In the news roundup, a district court judge takes NIT-picking to an extreme, quietly deep-sixing child porn evidence because the FBI would not disclose its Network Investigative Technique. Michael Vatis and I wonder why such an important call would not be dignified by a written opinion. Michael and I also trade assessments of Twitter’s latest effort to revive its faltering lawsuit to reveal how many national security discovery orders it has received. Michael is more bullish than I am on Twitter’s prospects.
The EU has officially given up on competing with the rest of the world on internet technology, and it has gone back to its roots – using regulation to at least force successful companies to pay a toll of hassle and forelock-tugging in Brussels.
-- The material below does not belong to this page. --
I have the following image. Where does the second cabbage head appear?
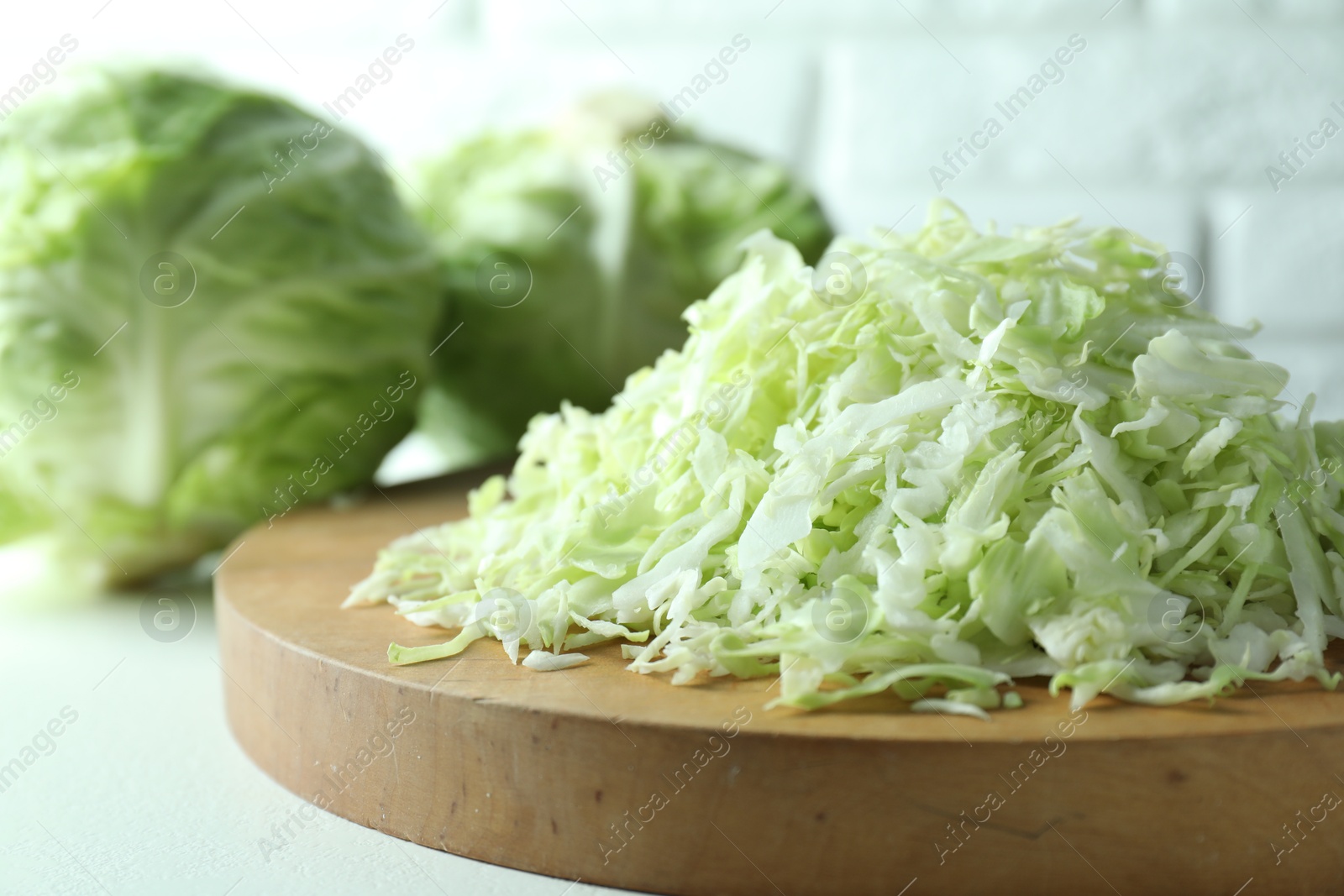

Maury Shenk has the facts (if not quite the attitude): In recent days, the EU has announced that it is trying halfheartedly to erase national boundaries in online sales, imposing its egregious European content regulations for companies like Netflix, litigating over the lawfulness of US companies relying on standard data protection contract terms, moving forward with bitcoin and blockchain regulation, and fighting over which European institution can pretend the loudest that it could have won a better deal from the US in the Privacy Shield talks. Whew! That’s what passes for A Job Well Done in Brussels.
The US Senate, in contrast, really is doing a good job, at least so far I explain, by requiring that fans of ECPA reform agree to correct a drafting error that has kept the FBI from getting electronic communications transactional records with a national security letter. The Silicon Valley U-turn ‒ from providing to refusing such data for an NSL ‒ has driven the FISA 215 workload through the roof as the FBI seeks an alternative mechanism. Remarkably, the data is already available with an NSL in ordinary criminal investigations, but swamping the FBI’s resources in terrorism cases apparently passes for civil liberties campaigning these days.
Luckily, both the intelligence committee and the judiciary committee think the time is now to fix the oversight; if that means attaching it to ECPA reform, they’d only be using a legislative hostage-taking tactic that privacy campaigners honed to perfection in decades past.
Alan Cohn, finally, brings us up to date on SWIFT and its travails. I channel Paul Rosenzweig, asking how serious an institution can be about cybersecurity if it’s just getting around to recommending two-factor authentication.